Service Orientation is considered “being attentive, pleasant, and courteous to customers”. And refers to a “set of basic individual predispositions and an inclination to provide service, to be courteous and helpful in dealing with customers and associates”. Those higher in their service orientation are self-controlled, dependable, well-adjusted, and likable, and they will readily assist customers, especially with problem-solving and meeting customers’ needs. Similar to emotional intelligence, service-oriented individuals tend to demonstrate better job performance, as well as higher levels of other desirable social and psychological features such as self-acceptance, a sense of well-being, responsibility, self-control, and tolerance. Research on altruistic personality as well as prosocial organizational behavior suggests that personality across situations can lead to service-oriented behavior.

Service Orientation and Compassion

While service orientation leads to the use of more adaptive customer-service behaviors, resulting in more positive service delivery, higher service quality, and enhanced customer satisfaction, compassion facilitates the addressing of clients needs through the activation of emotional, cognitive, and behavioral domains at the individual and group level. At least three elements of compassion have been established relevant to service orientation: noticing another’s suffering, empathically feeling the person’s pain, and acting to ease their suffering, to extend compassion. These findings suggest that individuals higher in their service orientation have better service attitudes, adapt themselves better to diverse customers, and deliver services in a more positive manner than those lower in this personality trait.
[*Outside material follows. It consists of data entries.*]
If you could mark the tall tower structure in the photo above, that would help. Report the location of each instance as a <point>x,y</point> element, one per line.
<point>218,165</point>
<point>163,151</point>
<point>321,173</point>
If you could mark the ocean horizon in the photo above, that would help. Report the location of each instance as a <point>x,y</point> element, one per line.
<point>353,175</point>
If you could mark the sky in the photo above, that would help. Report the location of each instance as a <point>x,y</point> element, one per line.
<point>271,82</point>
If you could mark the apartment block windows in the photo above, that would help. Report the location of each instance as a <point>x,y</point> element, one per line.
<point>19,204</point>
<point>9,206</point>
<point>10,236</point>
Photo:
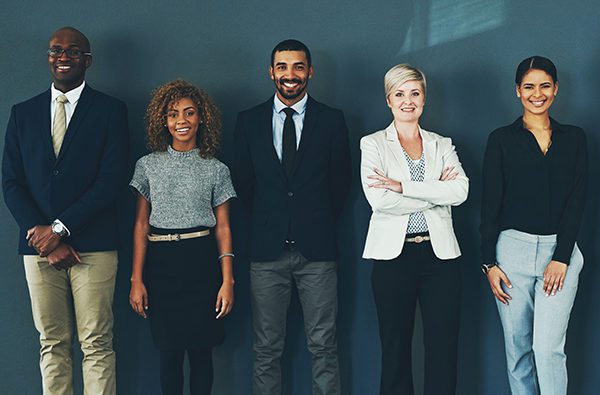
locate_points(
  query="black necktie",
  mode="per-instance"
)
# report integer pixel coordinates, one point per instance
(289, 141)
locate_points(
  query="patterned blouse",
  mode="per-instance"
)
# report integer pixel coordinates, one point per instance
(182, 187)
(416, 221)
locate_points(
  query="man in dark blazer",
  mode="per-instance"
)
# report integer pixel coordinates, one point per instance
(64, 162)
(292, 171)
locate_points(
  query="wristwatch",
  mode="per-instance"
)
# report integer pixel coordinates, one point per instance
(59, 228)
(486, 267)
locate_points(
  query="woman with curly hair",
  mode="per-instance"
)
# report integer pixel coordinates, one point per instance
(181, 238)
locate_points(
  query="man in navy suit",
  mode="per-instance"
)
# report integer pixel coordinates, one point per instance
(292, 171)
(64, 162)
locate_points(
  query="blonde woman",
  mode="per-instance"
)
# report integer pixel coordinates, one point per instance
(411, 178)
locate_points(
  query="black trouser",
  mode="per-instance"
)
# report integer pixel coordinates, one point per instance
(417, 274)
(171, 371)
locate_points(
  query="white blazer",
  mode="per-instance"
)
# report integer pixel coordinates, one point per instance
(387, 228)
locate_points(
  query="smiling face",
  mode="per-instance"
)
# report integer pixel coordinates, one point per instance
(407, 101)
(182, 122)
(537, 91)
(290, 72)
(68, 73)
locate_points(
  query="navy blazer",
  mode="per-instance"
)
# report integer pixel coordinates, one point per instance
(308, 204)
(80, 186)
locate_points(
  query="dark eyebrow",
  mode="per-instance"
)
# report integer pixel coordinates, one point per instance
(73, 45)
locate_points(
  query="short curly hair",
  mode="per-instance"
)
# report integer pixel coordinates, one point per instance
(209, 130)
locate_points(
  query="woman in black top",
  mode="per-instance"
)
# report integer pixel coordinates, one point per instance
(534, 187)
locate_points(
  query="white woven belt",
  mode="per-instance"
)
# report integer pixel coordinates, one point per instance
(417, 239)
(178, 236)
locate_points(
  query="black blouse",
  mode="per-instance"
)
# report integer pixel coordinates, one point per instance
(530, 192)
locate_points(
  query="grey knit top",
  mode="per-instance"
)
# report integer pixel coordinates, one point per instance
(182, 188)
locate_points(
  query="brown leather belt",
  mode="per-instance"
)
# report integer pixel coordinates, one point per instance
(178, 236)
(417, 239)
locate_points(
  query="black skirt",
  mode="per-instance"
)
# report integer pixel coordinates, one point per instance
(183, 279)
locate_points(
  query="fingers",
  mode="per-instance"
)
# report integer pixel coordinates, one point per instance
(505, 280)
(224, 306)
(378, 172)
(496, 277)
(552, 283)
(75, 254)
(499, 293)
(139, 304)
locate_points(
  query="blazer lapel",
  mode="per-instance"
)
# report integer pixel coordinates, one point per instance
(430, 150)
(46, 126)
(310, 120)
(393, 145)
(83, 105)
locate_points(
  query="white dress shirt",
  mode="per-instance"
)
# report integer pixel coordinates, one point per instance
(279, 118)
(73, 96)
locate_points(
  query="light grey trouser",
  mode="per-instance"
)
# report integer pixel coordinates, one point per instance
(535, 325)
(87, 290)
(271, 288)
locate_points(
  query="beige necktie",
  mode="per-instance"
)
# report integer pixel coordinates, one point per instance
(59, 126)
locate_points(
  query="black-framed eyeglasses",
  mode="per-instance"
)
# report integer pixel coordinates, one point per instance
(72, 53)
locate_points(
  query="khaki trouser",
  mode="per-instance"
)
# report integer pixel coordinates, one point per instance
(82, 295)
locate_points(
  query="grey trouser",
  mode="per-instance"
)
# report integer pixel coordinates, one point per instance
(86, 290)
(271, 289)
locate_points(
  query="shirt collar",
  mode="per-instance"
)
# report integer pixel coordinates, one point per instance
(299, 107)
(73, 95)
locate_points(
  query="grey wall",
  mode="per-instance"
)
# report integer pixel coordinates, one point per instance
(469, 50)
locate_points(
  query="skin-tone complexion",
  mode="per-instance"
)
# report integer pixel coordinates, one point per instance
(182, 122)
(536, 92)
(406, 103)
(290, 72)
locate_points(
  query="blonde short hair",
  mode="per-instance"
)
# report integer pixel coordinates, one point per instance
(400, 74)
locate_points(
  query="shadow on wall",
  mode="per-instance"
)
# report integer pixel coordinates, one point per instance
(442, 21)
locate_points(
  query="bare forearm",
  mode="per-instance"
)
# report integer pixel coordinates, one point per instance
(225, 246)
(140, 243)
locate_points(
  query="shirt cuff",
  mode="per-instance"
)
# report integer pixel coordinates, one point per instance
(64, 226)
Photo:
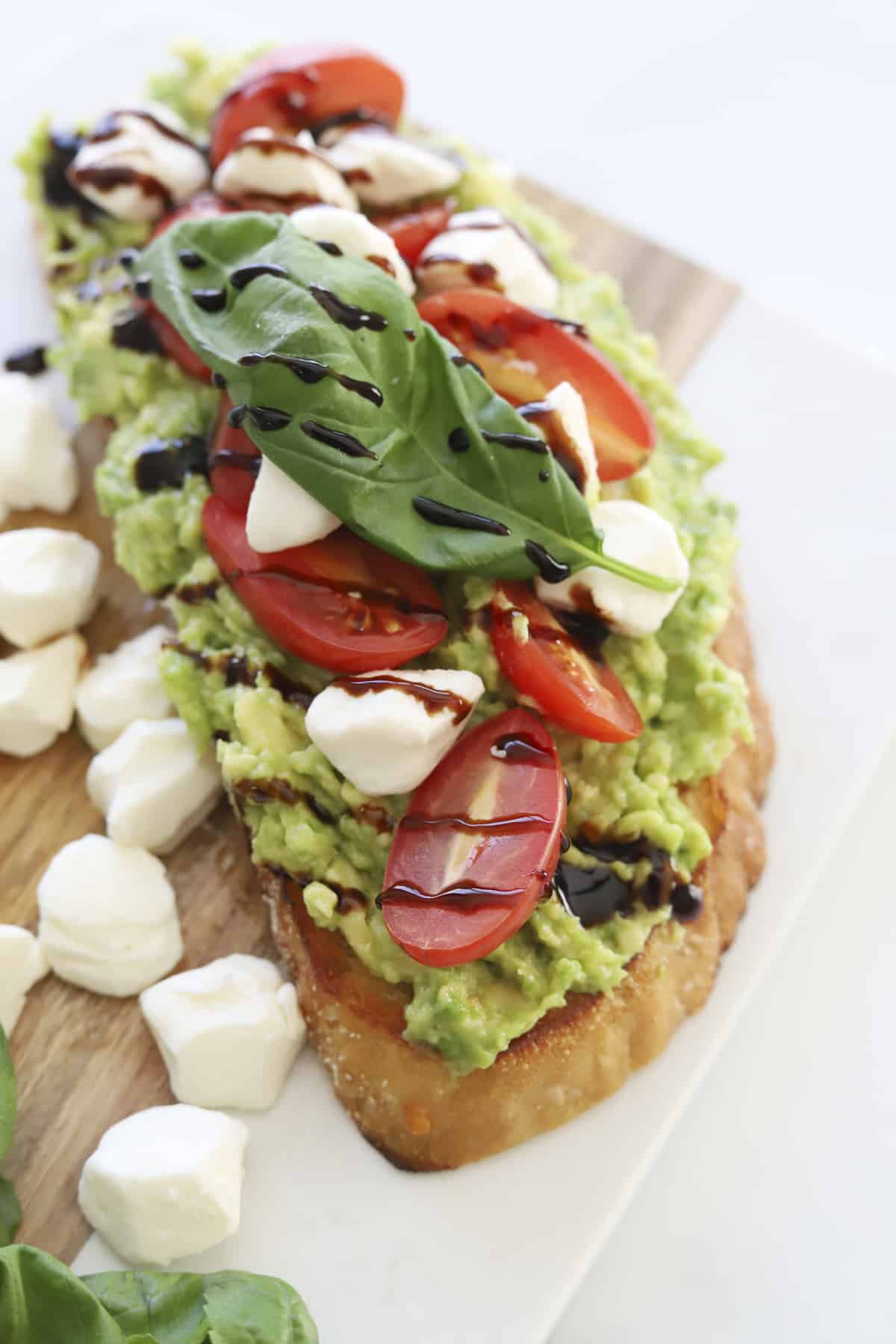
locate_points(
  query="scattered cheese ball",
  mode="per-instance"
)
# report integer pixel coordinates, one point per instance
(38, 468)
(228, 1033)
(390, 739)
(153, 785)
(482, 248)
(280, 167)
(388, 171)
(22, 965)
(47, 584)
(637, 535)
(121, 687)
(38, 695)
(108, 917)
(355, 235)
(166, 1183)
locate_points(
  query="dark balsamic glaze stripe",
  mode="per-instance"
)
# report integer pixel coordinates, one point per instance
(336, 438)
(550, 569)
(27, 359)
(444, 515)
(210, 300)
(521, 441)
(167, 461)
(347, 315)
(246, 275)
(312, 371)
(433, 698)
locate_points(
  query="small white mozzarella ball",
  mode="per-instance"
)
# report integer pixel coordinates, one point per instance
(355, 235)
(228, 1033)
(282, 514)
(38, 695)
(637, 535)
(388, 741)
(139, 164)
(264, 164)
(388, 171)
(166, 1183)
(574, 436)
(122, 685)
(22, 965)
(47, 584)
(481, 248)
(153, 785)
(108, 917)
(38, 468)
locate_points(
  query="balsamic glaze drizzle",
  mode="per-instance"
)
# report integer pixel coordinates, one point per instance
(444, 515)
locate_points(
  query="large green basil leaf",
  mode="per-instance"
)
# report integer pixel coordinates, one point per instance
(168, 1307)
(7, 1097)
(43, 1303)
(402, 445)
(10, 1213)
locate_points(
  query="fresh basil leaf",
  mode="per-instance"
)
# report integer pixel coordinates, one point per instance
(43, 1303)
(366, 429)
(7, 1097)
(255, 1310)
(10, 1213)
(168, 1307)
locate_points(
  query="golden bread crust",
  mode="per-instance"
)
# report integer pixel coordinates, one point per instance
(406, 1100)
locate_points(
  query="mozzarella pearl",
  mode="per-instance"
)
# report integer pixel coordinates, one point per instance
(637, 535)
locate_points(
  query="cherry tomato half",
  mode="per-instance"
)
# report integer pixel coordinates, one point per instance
(294, 87)
(524, 354)
(234, 461)
(169, 339)
(340, 604)
(568, 687)
(413, 230)
(479, 844)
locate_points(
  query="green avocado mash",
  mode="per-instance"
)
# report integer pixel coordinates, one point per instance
(320, 827)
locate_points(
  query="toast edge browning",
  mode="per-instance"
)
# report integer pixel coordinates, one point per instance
(403, 1097)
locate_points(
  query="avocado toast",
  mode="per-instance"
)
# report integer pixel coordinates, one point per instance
(662, 791)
Given these findings it is not surprising that being compassionate

is also likely to support an individual in offering a more caring service.

This could manifest in service providers through competencies such as emotional stability, expressed empathy, interpersonal skills and a genuine willingness to help. In fact, prosocial behavior and organizational citizenship behavior seem to be related to compassion as well. Compassion is a part of life as a response to organizational strife and needs, which can occur both within and be brought in from outside of the organization.

Compassionate responses often extend far beyond empathetic conversations, and can entail significant allocations of material and instrument resources directed toward persons in need. These elements also apply to how we might relate to our own needs, focusing on self-compassion, or to us growing more comfortable with receiving help and compassion from others.